You are not logged in.
So far, I've found that the version of rocm (6.0.2) in the official repositories is broken and out of date.
Try to run stable diffusion --> runs into memory corruption and GPU resets.
So I've taken it upon myself (foolishly) to try to compile it. I found a useful template over at https://www.ixip.net/rocm/ which is recent-ish rocm compile for slackware collection of scripts.
So using that as a basis, I tried compiling piece by piece, executing the scripts line by line (though using the latest git version rather than 6.0 or 6.1, as I wanted to see if I can somehow bisect), but I got stuck on HIP compilation.
First, there's the hip_prof_gen.py script, which is badly documented. Anyone know how to use that thing? This is what I do now, but it's wrong somewhere.
OPT_PROF_API=""
PROF_API_STR="$BASEDIR/09_hip/clr/hipamd/include/hip/amd_detail/hip_prof_str.h"
PROF_API_HDR="$BASEDIR/09_hip/hip/include/hip/hip_runtime_api.h"
PROF_API_SRC="$BASEDIR/09_hip/clr/hipamd/src"
PROF_API_LOG="$BASEDIR/09_hip/build/hip_prof_gen_log.txt"
PROF_API_STR_NEW="$BASEDIR/09_hip/clr/hipamd/include/hip/amd_detail/hip_prof_str.h.new"
# set(PROF_API_CMD "${PROF_API_GEN} -v ${OPT_PROF_API} ${PROF_API_HDR} ${PROF_API_SRC} ${PROF_API_STR} >${PROF_API_LOG}")
python $BASEDIR/09_hip/clr/hipamd/src/hip_prof_gen.py -v ${OPT_PROF_API} ${PROF_API_HDR} ${PROF_API_SRC} ${PROF_API_STR} ${PROF_API_STR_NEW} >${PROF_API_LOG}
This doesn't produce anything, so I'm still stuck with circular reference in hip_prof_str.h. I get various errors depending on how I call this thing.
Warning: bad args: args_str: 'amd::Os::FileDesc fdesc,size_t fsize,const void** image,const std::vector<std::string>& device_names,std::vector<std::pair<const void* ,size_t>>& code_objs' arg_pair: 'std::vector<std::pair<const void* ', file '/home/aphid/src/rocm/09_hip/clr/hipamd/src/hip_code_object.cpp', line (498)
or this one
/home/aphid/src/rocm/09_hip/clr/hipamd/src/hip_prof_gen.py Warning: implementation not found: hipGetErrorString
/home/aphid/src/rocm/09_hip/clr/hipamd/src/hip_prof_gen.py Warning: 1 API calls missing in interception layer
Here, it does seem to output a new file.

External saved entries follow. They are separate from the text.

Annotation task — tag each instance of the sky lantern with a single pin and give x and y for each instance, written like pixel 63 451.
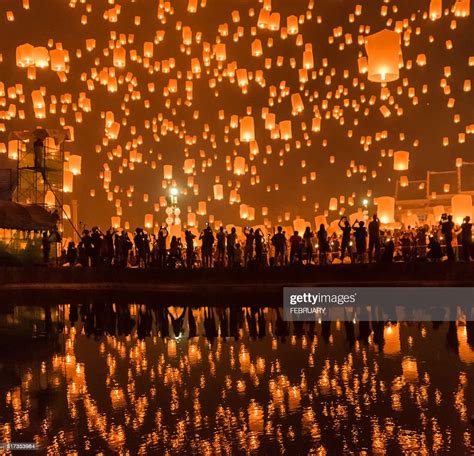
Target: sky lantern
pixel 462 8
pixel 400 160
pixel 386 209
pixel 383 51
pixel 436 9
pixel 247 129
pixel 239 165
pixel 58 59
pixel 297 103
pixel 75 164
pixel 285 130
pixel 308 59
pixel 25 55
pixel 49 199
pixel 244 211
pixel 168 172
pixel 119 57
pixel 461 206
pixel 148 221
pixel 41 57
pixel 218 192
pixel 115 222
pixel 68 181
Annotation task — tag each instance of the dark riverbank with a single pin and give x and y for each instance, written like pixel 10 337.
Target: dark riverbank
pixel 214 285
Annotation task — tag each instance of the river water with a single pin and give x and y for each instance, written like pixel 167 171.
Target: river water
pixel 100 376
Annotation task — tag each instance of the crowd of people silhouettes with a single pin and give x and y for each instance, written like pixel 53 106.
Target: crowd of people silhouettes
pixel 353 243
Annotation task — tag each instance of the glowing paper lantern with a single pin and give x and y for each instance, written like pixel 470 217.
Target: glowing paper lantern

But trying the new file gets me the same problem as the old one, the reason why I set out on all this trouble in the first place;
ninja: error: dependency cycle: hipamd/include/hip/amd_detail/hip_prof_str.h -> hipamd/include/hip/amd_detail/hip_prof_str.h
Just by default, not modifying it, it gets stuck trying to double-include/redefine a bunch of stuff from cmake, really basic math functions like 'min' and 'max' as well. I've made a couple patches that modify stuff at https://github.com/AphidGit/rocm_compile/tree/main to get around the redefinitions.
Last edited by Aphid_ARCH (2024-07-20 05:31:29)
Offline
So far, I've found that the version of rocm (6.0.2) in the official repositories is broken and out of date.
You can always try opencl-amd as an alternative ROCm library.
Offline
Oh, also, this:
pacman -Sy rocminfo
PATH=$PATH:/opt/rocm:/opt/rocm/bin
rocminfo
#> rocminfo: error while loading shared libraries: librocprofiler-register.so.0: cannot open shared object file: No such file or directory
# Okay, let's try installing that.
pkgfile librocprofiler-register.so.0
#>
# Crickets...
Out of the box it can't even work without hacky workarounds (compiling missing libraries yourself).
Offline
Oh, also, this:
You probably have extra-staging repository enabled which has updated rocminfo to the latest version.
Last edited by Luciddream (2024-08-16 06:45:00)
Offline